KeywordsThese Google disk network giants store data
The technology needed to support Google's home search box: Algorithms behind it, cached search terms, and other features that come with it, such as when you enter a query in the data store, which is essentially the equivalent of a full text snapshot of most networks. When you submit a search to thousands of others at the same time, the snapshot is constantly being updated with these changes. At the same time, the data is processed by thousands of independent server processes, each with its own responsibilities, from calculating the associated ads to you, to determining the order in which the search results are ordered.
The storage systems that support Google's search engine must be able to withstand the millions of of read and write requests made every day by thousands of separate processes running on thousands of servers, almost without downtime for backup or maintenance, and must be constantly scaled up to accommodate the growing number of pages added by Google's web crawler. Overall, Google handles more than 20PB a day.
This is not what Google can do from a ready-made storage architecture. And for other networks and cloud-computing giants that run huge data centers, such as Amazon and Facebook. Although most data centers have solved the problem of extended storage by adding more hard disk capacity to a single storage area network, more storage servers, usually more database servers, have failed because of the performance limitations of the cloud environment. In a cloud environment, there may be tens of thousands of active users at any one time, and data can be read and written at any time to reach thousands of TB.
This is not just a simple question about the speed of disk reading and writing. The main problem with the data flow on these volumes is the throughput of the storage network; Even with the best switches and storage servers, traditional San architectures can be a performance bottleneck for data processing.
Then there is the cliché about the cost of expanding storage. Ultra-Large network companies increase the frequency of capacity (for example, Amazon now increases its data center capacity every day for the entire company in 2001, according to Amazon Vice President James Hamilton, and uses the same approach in most data centers to balance the required storage, according to the required management, Hardware and software costs will be huge. This cost is even higher when a relational database is added to a mixed database, depending on how an organization handles their segmentation and replication.
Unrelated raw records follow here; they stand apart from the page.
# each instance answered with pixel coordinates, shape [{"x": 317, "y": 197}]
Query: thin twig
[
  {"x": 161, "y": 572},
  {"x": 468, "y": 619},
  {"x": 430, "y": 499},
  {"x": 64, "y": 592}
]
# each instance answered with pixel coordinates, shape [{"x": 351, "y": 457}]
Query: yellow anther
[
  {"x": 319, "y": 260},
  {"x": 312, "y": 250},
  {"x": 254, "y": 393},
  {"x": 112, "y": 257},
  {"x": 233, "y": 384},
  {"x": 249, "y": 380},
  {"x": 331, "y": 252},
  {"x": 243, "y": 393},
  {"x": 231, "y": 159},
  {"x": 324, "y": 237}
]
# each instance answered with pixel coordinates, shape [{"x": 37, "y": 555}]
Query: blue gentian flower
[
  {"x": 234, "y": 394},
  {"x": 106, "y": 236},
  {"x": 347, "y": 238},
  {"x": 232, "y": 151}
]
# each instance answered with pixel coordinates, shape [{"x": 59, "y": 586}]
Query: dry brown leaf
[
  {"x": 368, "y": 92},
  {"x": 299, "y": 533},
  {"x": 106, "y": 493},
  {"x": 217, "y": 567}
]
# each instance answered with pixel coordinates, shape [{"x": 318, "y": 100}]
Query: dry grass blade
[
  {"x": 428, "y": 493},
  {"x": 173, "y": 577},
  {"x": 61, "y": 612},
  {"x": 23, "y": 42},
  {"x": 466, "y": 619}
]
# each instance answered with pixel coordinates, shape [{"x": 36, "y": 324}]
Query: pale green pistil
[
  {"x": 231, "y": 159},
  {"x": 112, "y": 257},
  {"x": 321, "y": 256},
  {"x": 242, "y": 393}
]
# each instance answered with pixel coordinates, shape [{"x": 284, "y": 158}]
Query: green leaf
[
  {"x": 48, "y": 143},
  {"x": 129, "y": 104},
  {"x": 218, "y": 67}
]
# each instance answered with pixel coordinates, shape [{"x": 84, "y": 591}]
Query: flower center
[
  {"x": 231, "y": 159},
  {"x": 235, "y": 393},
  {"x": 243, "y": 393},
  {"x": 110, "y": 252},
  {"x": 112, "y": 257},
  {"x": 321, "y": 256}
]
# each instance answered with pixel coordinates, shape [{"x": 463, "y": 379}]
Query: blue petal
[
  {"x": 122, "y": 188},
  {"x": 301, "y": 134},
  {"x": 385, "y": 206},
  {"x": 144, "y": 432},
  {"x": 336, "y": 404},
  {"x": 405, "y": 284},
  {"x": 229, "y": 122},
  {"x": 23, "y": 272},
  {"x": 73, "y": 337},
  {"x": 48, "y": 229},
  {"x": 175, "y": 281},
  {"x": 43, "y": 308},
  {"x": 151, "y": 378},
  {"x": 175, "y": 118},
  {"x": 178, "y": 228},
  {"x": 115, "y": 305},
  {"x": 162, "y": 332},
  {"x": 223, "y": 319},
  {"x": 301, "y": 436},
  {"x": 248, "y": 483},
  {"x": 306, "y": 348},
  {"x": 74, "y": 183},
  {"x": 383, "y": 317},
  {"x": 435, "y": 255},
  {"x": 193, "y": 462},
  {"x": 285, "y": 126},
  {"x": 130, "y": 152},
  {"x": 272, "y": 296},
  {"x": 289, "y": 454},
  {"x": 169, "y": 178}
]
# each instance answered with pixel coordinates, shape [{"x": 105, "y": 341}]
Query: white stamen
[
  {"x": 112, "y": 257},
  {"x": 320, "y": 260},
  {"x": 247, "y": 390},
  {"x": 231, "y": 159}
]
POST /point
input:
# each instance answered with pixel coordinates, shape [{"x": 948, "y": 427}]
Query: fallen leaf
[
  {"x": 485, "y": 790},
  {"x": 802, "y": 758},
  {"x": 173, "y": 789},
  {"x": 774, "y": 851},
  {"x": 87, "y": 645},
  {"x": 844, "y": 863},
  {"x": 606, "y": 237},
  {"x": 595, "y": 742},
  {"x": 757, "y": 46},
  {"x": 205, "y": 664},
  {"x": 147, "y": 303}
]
For this ever-expanding and persistent storage demand, the internet giants-Google, Amazon, Facebook, Microsoft and so on-have a different storage solution: object-based storage based Distributed file systems. These systems are at least partially inspired by other distributed cluster file systems, such as Red Hat's global file system and IBM's common parallel file system.
The architecture of these cloud Giants ' distributed file systems separates metadata (data about content) from the data it stores. This enables a large number of parallel reads and writes of data over multiple replicas and throws away concepts like "file Locking".
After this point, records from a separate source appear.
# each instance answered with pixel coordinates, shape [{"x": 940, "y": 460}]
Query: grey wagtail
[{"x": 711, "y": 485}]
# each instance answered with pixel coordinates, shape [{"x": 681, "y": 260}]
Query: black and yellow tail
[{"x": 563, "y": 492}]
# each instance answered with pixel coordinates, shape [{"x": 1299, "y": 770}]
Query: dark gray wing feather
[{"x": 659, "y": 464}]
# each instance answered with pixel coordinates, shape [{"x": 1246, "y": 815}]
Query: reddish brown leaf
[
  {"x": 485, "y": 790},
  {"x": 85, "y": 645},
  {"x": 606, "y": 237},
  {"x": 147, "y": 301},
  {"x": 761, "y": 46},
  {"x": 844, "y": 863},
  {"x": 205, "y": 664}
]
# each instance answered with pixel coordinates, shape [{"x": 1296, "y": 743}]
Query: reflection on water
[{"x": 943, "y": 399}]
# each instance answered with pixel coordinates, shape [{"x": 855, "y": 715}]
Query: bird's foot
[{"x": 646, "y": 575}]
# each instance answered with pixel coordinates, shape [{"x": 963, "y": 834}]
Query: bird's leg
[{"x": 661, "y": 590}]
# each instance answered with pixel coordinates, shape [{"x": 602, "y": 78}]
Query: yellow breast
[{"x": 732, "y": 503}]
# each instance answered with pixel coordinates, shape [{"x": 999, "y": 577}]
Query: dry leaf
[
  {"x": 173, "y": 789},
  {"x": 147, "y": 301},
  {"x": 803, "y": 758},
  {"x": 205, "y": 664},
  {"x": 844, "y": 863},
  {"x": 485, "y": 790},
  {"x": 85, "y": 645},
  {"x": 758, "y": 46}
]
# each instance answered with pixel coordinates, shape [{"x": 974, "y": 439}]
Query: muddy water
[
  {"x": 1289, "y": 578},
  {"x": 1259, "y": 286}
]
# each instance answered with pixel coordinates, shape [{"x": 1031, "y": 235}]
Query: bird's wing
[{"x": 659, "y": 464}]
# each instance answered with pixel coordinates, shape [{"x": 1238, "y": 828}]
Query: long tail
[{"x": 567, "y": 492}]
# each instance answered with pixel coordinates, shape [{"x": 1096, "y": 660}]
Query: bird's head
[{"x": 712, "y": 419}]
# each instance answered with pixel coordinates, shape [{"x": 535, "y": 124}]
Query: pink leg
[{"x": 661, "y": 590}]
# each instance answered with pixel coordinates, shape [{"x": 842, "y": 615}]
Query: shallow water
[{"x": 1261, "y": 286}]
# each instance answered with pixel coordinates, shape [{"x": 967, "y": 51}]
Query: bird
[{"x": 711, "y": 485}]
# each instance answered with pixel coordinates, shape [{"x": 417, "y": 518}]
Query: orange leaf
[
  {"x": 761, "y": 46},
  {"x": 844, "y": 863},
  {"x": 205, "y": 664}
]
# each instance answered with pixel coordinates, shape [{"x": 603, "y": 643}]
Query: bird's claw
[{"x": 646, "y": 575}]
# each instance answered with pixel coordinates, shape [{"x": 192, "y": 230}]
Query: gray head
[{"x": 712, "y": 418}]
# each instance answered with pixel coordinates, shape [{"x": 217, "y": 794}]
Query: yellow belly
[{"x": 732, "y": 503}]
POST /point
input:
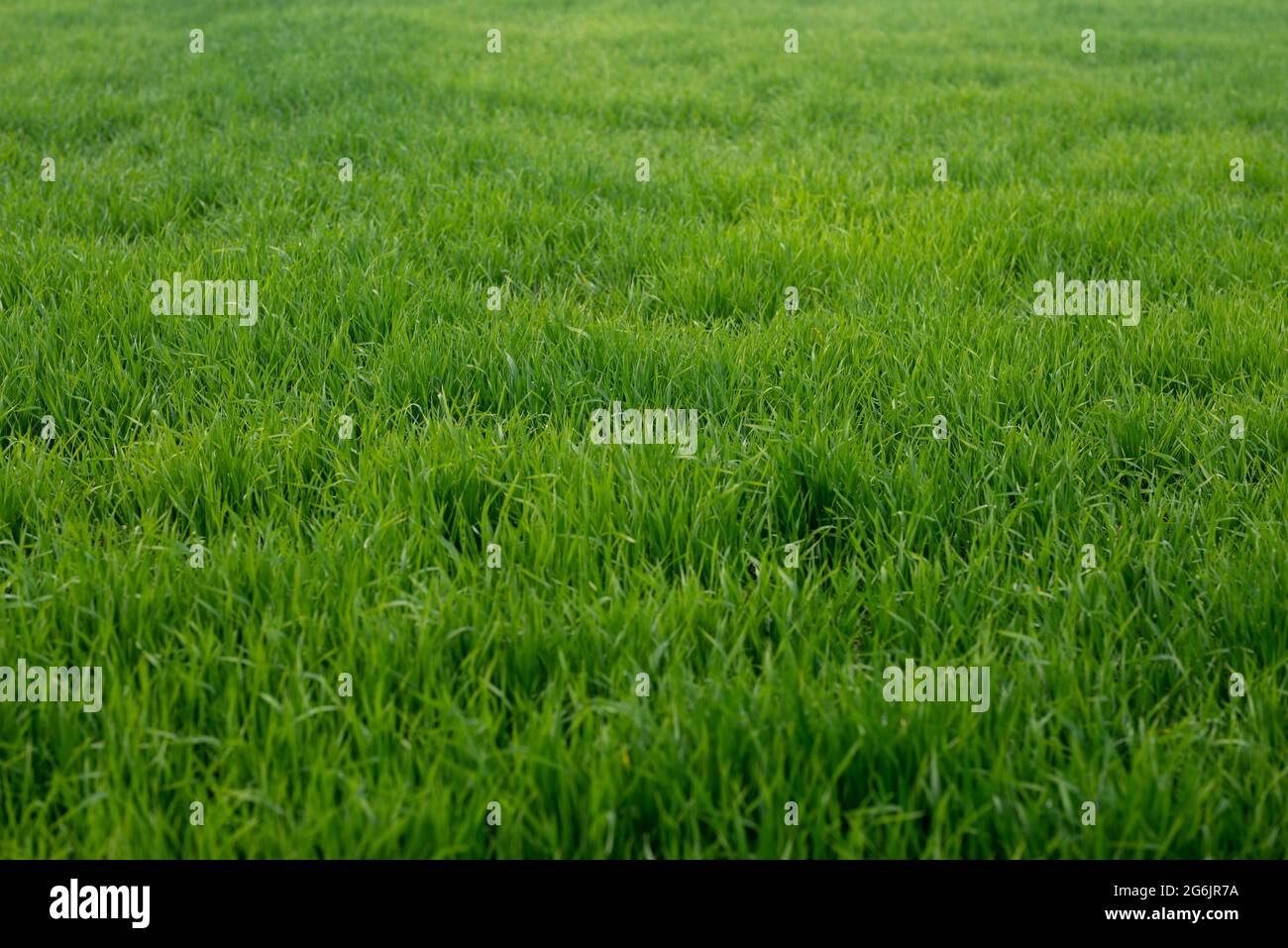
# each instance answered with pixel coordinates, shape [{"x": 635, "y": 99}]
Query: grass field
[{"x": 127, "y": 437}]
The impact of these distributed file systems extends well beyond the scope they create for large data centers – which directly affect how companies that use public cloud services (such as Amazon's EC2, Google's app and Microsoft's Azure) develop and deploy programs. Companies, universities and government agencies looking for a fast way to store and provide massive data access are increasingly becoming a new phase of the data storage system inspired by cloud giants. Therefore, it is necessary to understand their history and the process of engineering compromise.
The content source of this page is from Internet, which doesn't represent Alibaba Cloud's opinion;
products and services mentioned on that page don't have any relationship with Alibaba Cloud. If the
content of the page makes you feel confusing, please write us an email, we will handle the problem
within 5 days after receiving your email.
If you find any instances of plagiarism from the community, please send an email to:
info-contact@alibabacloud.com
and provide relevant evidence. A staff member will contact you within 5 working days.